In questo articolo non desidero trattare temi di psicologia o di pedagogia applicati al contesto ecclesiale. Il termine infatilizzazione è qui attribuito ad una cultura, a mio giudizio, diffusa nella Chiesa a vari livelli: formativo, decisionale, relazionale, linguistico, simbolico, sessuale… è una cultura interna all’alveo ecclesiale che porta i soggetti che ne fanno parte a non acquisire una piena autonomia e libertà; qualora costoro siano chiamati a ruoli di governo o di responsabilità, si notano imbarazzanti atteggiamenti elusivi, o collusivi o manipolatori. Restano dentro un piano di indefferenziazione, che non significa la perdita di tratti caratteristici – sarebbe solo osservare il superficiale – ma di incapacità a distinguersi da una cultura data, di generare degli strappi, di assumere una gestualità, una corporeità, una ritmicità altra da quella dominante da cui mantengono una dipendenza. Quei membri della Chiesa che apparentemente si distanziano o sembrano distinguersi dall’istituzione, in realtà non fanno che esaltare maggiormente i tratti di questa cultura e trovano in essa una loro forma di giustificazione. Qui schiavitù e libertà coincidono.
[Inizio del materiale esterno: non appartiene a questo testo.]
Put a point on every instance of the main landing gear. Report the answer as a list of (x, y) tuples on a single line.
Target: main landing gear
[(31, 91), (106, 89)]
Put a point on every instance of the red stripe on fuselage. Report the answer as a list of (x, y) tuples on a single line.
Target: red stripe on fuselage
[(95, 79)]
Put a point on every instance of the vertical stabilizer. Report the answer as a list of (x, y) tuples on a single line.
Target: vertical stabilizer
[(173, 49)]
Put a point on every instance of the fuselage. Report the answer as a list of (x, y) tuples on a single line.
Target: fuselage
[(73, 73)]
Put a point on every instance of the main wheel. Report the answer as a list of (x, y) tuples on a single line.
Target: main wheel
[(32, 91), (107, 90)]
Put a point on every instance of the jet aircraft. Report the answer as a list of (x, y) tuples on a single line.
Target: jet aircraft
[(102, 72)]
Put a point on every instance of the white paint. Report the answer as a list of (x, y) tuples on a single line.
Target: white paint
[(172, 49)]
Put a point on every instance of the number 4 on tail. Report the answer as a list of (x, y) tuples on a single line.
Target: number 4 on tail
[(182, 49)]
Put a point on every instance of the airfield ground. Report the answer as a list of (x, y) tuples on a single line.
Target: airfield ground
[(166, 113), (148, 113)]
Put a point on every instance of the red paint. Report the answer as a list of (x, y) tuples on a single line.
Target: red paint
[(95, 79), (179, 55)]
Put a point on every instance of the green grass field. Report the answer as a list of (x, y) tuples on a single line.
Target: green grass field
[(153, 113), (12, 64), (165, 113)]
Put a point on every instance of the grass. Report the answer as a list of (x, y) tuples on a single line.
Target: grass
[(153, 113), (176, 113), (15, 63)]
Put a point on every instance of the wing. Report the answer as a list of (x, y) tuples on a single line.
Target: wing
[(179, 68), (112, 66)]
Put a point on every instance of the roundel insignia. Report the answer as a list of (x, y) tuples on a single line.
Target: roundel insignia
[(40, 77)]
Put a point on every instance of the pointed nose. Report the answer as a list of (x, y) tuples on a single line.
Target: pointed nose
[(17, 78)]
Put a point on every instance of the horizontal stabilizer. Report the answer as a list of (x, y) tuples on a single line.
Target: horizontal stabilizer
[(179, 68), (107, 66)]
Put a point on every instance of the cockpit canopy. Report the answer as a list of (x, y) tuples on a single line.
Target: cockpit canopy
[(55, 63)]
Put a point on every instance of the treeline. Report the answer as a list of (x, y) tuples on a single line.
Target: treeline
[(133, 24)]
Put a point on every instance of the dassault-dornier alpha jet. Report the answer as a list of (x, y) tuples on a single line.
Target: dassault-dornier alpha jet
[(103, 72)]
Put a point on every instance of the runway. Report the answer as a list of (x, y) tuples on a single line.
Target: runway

Questa infantilizzazione si manifesta non nei discorsi pubblici o negli scritti ma nei gesti, nella reazione di fronte ad alcuni eventi, all’interno di relazioni ambivalenti e caratterizzate da tensione, nei manifesti o nelle mail, nella gestione dello spazio fisico, nella messaggistica, nei riti e nelle consuetudini, nell’uso di alcuni vocaboli.

Tratteggerò l’argomento in più articoli. In questo mi sta a cuore porre alcuni fondamenti filosofico-teologici che fanno emergere in filigrana il sistema di infantilizzazione della Chiesa attraverso l’analisi di alcune tensioni sottostanti a questa cultura. La dimensione più prettamente pastorale sarà trattata nei successivi articoli: proprio analizzando il modo di porci all’interno di queste tensioni mostreremo come l’infantilizzazione sia presente nelle nostre rappresentazioni del cosmo, di Dio, dell’uomo, delle relazioni di fraternità/sororità, dell’apostolato, della formazione.

Il discorso non riguarda i solo consacrati, coinvolge anche i laici nel momento in cui si trovano a svolgere un servizio nella Chiesa. Possono essere degli affermati manager sul piano professionale ma, quando si trovano dentro il recinto ecclesiale, come pecore assumono la cultura interna infantilizzante che caratterizza questo luogo.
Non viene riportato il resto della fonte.